It is in all media that Edward Snowden has revealed the surveillance activities of the NSA. This act of spionage can be criticised as an break-in into the privacy of every person’s life.
Therefore Sang Mun has released a Font called ZXX which makes it more difficult for automated optical character recognition (OCR) programs to detect letters. Here a german article from the austrian online newspaper derstandard.at
I have looked on this font with great interrest and think that this could be a great way to avoid automated spionage from others.
When you watch the ZXX Type Secimen Video you will be surprised by how easy you can confuse OCR programs. The most interessting thing for me were the XED and the noise font. It just adds either a thin cross (X) or optimised „random“ pixels to the letters where humans are still able to read the text pretty fast. This is not the case for the Camo Font. More to that later.

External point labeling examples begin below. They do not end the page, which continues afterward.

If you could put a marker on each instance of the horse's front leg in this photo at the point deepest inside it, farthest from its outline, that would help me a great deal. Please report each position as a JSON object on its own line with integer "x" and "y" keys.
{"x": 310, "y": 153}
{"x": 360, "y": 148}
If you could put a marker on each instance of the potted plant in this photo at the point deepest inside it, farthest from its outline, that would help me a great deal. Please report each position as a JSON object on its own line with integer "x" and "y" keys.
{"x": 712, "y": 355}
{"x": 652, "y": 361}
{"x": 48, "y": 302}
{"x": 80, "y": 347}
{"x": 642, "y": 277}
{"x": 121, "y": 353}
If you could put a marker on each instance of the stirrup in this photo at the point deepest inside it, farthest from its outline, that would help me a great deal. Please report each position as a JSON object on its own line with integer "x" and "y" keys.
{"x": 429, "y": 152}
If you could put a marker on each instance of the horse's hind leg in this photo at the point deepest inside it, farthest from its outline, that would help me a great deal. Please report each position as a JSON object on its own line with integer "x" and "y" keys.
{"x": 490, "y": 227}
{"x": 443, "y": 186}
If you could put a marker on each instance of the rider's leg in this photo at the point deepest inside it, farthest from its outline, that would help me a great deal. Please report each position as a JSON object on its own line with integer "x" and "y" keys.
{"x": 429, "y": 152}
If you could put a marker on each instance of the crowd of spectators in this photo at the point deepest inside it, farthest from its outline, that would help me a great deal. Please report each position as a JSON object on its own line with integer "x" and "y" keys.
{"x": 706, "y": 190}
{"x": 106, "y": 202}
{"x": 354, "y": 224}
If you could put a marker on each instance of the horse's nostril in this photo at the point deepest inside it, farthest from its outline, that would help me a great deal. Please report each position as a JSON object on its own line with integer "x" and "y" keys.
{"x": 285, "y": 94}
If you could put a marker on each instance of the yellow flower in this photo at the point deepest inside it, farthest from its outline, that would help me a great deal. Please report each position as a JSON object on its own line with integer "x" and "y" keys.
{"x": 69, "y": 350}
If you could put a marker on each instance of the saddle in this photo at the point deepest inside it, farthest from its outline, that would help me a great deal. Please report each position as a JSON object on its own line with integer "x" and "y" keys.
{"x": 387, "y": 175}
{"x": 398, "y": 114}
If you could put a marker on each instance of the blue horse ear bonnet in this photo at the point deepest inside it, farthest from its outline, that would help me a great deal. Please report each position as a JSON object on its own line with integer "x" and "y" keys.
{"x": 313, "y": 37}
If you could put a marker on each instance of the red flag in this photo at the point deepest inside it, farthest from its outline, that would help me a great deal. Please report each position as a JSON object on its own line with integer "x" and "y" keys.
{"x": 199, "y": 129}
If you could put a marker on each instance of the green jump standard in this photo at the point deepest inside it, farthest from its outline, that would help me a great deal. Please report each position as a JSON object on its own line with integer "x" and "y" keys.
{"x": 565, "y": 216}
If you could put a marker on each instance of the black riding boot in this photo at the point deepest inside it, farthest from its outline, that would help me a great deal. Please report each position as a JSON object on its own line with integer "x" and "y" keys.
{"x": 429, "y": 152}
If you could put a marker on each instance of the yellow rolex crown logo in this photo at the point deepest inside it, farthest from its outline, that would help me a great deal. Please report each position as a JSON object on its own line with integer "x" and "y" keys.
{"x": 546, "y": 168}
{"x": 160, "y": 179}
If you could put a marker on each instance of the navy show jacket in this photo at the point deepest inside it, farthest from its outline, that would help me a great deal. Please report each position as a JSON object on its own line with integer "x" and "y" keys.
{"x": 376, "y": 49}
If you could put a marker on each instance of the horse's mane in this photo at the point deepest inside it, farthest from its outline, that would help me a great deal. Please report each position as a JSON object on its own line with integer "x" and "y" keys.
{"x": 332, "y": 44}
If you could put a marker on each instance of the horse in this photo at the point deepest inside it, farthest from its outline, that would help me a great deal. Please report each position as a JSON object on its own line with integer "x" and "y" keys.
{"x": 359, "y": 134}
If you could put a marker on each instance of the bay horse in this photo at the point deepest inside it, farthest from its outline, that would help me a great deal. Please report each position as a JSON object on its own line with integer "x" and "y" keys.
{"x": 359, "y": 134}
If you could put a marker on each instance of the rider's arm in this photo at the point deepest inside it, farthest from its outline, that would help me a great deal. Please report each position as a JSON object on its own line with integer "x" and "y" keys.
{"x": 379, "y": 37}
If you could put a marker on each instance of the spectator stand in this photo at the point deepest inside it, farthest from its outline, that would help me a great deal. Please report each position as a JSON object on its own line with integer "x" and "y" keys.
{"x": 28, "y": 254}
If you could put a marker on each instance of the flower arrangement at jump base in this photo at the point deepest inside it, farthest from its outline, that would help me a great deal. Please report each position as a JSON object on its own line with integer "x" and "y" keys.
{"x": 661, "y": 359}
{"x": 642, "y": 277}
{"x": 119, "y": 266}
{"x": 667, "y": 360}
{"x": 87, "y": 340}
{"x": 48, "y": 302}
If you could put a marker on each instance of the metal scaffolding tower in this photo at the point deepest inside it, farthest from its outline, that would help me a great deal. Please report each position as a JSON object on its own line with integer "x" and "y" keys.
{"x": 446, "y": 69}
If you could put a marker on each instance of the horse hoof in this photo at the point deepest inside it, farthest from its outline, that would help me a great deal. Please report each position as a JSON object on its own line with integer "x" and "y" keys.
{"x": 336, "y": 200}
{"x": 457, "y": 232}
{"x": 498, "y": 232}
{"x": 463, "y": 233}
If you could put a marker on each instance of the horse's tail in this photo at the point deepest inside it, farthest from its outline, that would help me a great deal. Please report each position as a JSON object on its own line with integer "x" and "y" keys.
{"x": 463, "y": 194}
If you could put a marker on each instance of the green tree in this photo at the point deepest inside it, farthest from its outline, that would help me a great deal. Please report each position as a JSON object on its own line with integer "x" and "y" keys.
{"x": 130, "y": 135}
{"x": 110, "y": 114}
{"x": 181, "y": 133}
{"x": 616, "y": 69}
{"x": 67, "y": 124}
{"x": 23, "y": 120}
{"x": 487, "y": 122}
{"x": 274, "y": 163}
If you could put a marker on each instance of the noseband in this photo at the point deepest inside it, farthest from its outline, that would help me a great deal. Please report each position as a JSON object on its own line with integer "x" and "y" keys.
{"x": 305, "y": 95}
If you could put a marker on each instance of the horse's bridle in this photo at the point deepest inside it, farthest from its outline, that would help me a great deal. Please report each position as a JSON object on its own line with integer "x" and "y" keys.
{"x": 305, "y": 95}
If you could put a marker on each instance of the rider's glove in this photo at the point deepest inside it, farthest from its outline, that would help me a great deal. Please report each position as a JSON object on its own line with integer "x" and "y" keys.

So thinking of this, why is a human being able to read the Xed and noised text, while computers can’t? The answer was simple for me. (this might not be scientifically proven). The human eye takes a look at a picture and tries to recognise something. If not it focuses or „zooms in and out“ to remember the patterns we have all learned in early school years. Moreover we do not only have one point of view, we have two of them. There are two eyes with maybe two different focuspoints which makes us able to see letters behind all that camouflaging stuff. A very easy trick to solve CAPTCHAs and to read the ZXX font is to unfocus the stuff you want to read. It looks blurry. There was a program which I had in mind which can do this for me.
Simple as that I tried it – with success. Have a look at your own.
I took a sample picture from ZXX and cut off the stuff on the side (for better reading)
I uploaded this onlineocr.net
This is the result:
ABCDEFGHIJKLMNOPUPST UVWXYZabcdefghijklmn opqrstuvwxyz00123450 789%\!?@#/&*().,:$£ +x÷±-=-_"°154afyX%% ABCDEFGHIJKLMNOPUPST UVWXYZabcdefghijklmn opqrstuvwxyz00123450 789%\!?@#/&*().,:$ +x÷±-=-_"1@4afyflfl? IMBODffiGliffiktMNOPRPSt UVWOWEabedgeflijklms owettAvw*gzelS/2@xtga U;flZYXWVUTSPUPONML KJIHGEEDCBAzyxwvutsr ciponmIkjihgfedcbagg8 765432101 ?ABCDEFGHI3, KEMNOPR•STUVWXYZabcd afghilkImnopqrstwvwx wii01.2345878gRIA22DE NW N■v1.• • • • • wawl0K461ISdielP•E* 4.*AP101010104.: twintootra21224Rea,a
As you can see only some of the characters are found be the program.
If I blur the image all the confusing stuff (for the OCR Software) is removed or partly removed, so that the matches are higher than before. See for yourself.
and this is the result.
ABCDEFGHIJKLIANOPOPST UVWXYZabcdefqhijklmn opqrstuvwxyz00123450 789%\!?@0/&*(),,:WO +x+t-m-_".0:42fOgq] ABCDEFGHIJKLMNOPOPST UVWXYZabcdefqh1jklmn opqrstuvwxyz00123450 789%"?"/"().,:$EV +x-ft-m-_".11:saiyfint IMOCIVIIIJK5M4GPOOSI UVIORYilabcdsfeit311Imm opqrstswesszt62234Vd Re914ZYKWVUTSPOPONML KJIHGFEDCBAzyxwvutsr qponmlkjihgfedcba998 70543210!?ABCDEFGHIJ KLMNOPOPSTUVWXYZebcd •ighijklionopqrstuvws yz00123450789? IABCDE FGHIJKLMNOPOPSTUVWXY Zabcdefighijklmnopqrs tuvwxyz0012345078931
I think this is a remarkable difference to the original image.
I also have some words to the two other fonts.
The False font can be easily trained as I have been trained by the video. One needs to search for a big letter, but does not take its information. Instead you search for another letter within the smallest rectangle you can fit around the big letter you just found. (to explain it technically ;-) )
The Camo font is a real hard one. If you simply read the Camo alphabet it is easy to see the letters, because you expect the very next letter. And with this image in mind you procet the vectors over the image you see where it is easy to recognise. Some sort of this is also used in examples of optical illusion. What I have in mind is the Kanizsa triangle.
Image from the Wikimedia Commons
You as human see a white triangle where really is none. You just have some points or „suggestions“ of vectors and your brain finishes them to form this triangle.